Researchers at the UC Berkeley School of Optometry have discovered that protein molecules in the human cornea contain pathogen-killing properties that may help explain why the human body is relatively immune to infections.
Headed by Suzanne Fleiszig, a professor of vision science and optometry in the school, and funded in part by a grant from the Bill and Melinda Gates Foundation, researchers at Fleiszig’s lab found that small fragments of the protein keratin contains antimicrobial properties capable of killing off a number of different infections.
Originally thought to be purely a structural protein, researchers found that the keratin fragment derived from cytokeratin 6A helped protect the cornea of the eye from getting bacterial infections.
Researchers took cells from the cornea and exposed them to the bacterium Pseudomonas aeruginosa, which is found in infections like pneumonia and those resulting from cystic fibrosis. They discovered that the cells were able to kill the infection.
“What happened is that we divided all the molecules in the cell by size and tested them for antimicrobial activity,” Fleiszig said. “It turned out that most of the antimicrobial activity was among the smallest sized molecules.”

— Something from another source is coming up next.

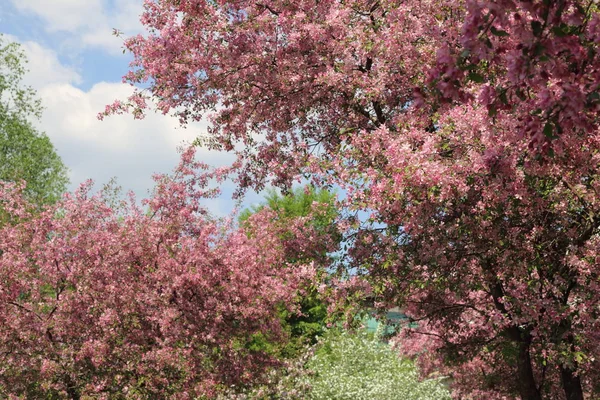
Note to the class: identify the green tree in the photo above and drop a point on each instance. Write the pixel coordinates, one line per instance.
(317, 206)
(25, 153)
(357, 366)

While the fragments might have the potential to be used in pharmaceuticals, said David Evans, an associate research scientist in Fleiszig’s lab, the full effects of the results are mostly conceptual at this point.
“We don’t really fully understand it yet,” he said. “All we know is that it does kill the bacteria quickly, and it makes them die within 15 minutes of exposure.”

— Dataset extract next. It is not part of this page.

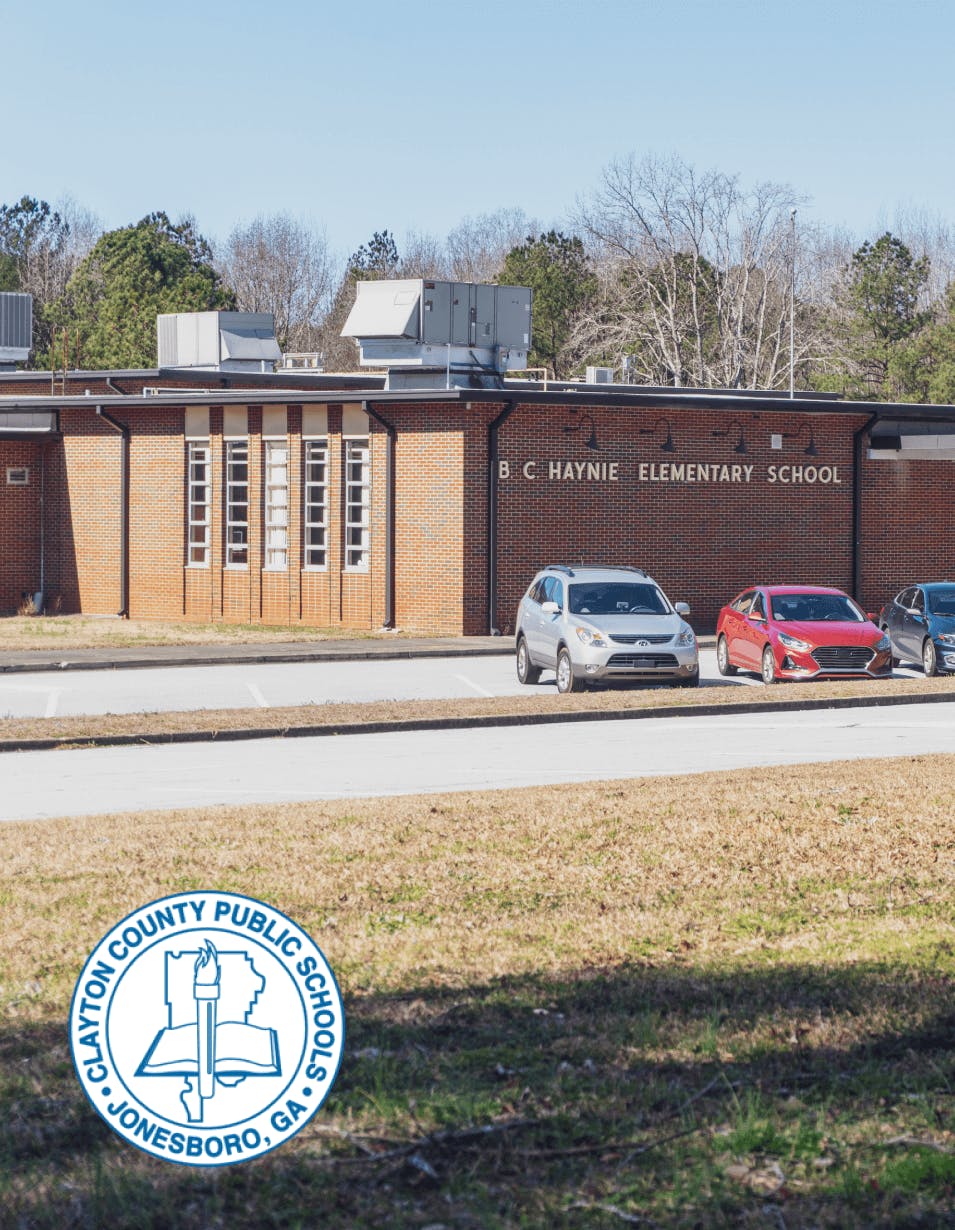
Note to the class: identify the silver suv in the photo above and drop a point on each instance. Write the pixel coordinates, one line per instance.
(601, 624)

A paper detailing the full results of the discovery will be published in the October issue of the Journal of Clinical Investigation.
Michael Zasloff, a professor of surgery at Georgetown University’s Transplant Institute, said the discovery enriches scientists’ understanding of how the eye fights off infections and that it will shake up the medical and scientific communities.

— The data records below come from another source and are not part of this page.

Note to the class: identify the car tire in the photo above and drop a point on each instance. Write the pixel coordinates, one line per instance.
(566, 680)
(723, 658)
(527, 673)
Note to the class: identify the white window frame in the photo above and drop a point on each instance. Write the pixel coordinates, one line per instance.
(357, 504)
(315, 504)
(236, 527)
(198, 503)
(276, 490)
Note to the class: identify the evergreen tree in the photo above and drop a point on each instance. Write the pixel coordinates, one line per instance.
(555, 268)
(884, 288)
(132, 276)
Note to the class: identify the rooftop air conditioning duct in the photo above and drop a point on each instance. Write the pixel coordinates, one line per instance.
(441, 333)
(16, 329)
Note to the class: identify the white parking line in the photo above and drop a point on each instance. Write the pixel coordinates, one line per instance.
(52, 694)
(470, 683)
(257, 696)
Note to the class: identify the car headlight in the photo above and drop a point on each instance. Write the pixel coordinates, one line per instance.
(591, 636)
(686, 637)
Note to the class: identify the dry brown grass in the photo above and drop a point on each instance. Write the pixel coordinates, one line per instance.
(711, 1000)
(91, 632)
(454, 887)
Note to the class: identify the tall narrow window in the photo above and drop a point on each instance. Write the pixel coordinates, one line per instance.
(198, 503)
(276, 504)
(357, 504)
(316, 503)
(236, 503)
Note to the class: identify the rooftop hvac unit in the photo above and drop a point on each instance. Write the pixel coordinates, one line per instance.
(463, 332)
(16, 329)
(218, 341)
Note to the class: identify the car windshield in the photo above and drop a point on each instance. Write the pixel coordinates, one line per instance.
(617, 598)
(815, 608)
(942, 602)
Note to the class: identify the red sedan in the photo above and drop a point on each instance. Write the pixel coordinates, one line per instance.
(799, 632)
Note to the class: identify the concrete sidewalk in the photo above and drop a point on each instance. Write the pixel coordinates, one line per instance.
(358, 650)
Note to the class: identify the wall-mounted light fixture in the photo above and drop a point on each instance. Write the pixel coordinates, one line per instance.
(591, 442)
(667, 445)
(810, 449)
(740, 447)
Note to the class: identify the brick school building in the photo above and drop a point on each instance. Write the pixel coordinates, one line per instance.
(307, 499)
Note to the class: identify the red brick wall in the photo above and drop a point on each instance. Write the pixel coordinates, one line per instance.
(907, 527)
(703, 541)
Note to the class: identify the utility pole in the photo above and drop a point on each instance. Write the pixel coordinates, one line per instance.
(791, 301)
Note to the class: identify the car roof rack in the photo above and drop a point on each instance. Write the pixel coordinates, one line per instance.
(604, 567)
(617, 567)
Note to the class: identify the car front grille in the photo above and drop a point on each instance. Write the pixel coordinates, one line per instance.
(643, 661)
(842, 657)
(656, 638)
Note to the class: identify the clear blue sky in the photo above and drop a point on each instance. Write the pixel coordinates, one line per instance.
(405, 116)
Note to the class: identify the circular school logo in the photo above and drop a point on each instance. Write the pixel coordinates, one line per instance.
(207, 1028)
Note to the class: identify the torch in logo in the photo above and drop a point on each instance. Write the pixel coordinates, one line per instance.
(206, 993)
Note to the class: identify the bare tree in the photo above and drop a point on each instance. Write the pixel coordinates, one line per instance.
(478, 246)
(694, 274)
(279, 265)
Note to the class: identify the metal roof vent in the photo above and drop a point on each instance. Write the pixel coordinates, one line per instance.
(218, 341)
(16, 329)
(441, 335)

“It adds to our understanding of the diversity of the defenses that we have available to us,” he said. “It teaches us that something that we might have thought to have one function can be used in a completely different and unanticipated way.”
According to Fleiszig, there might be other types of keratin in addition to cytokeratin 6A that contain antimicrobial properties, and further research might unlock the possibilities of other molecules.
“Keratins are abundant in nature in all species and in different forms,” she said. “It could also answer the question why we won’t get infections elsewhere on our bodies.”
Contact Andy Nguyen at [email protected].
A previous version of this article incorrectly stated that researchers found that there was antimicrobial activity “in the smallest size molecules.” In fact, “most of the antimicrobial activity was among the smallest sized molecules,” according to Fleiszig. It also incorrectly stated that Fleiszig said keratin “is abundant in nature in all spaces and in different forms.” In face, she said keratins are abundant in nature in all “species.”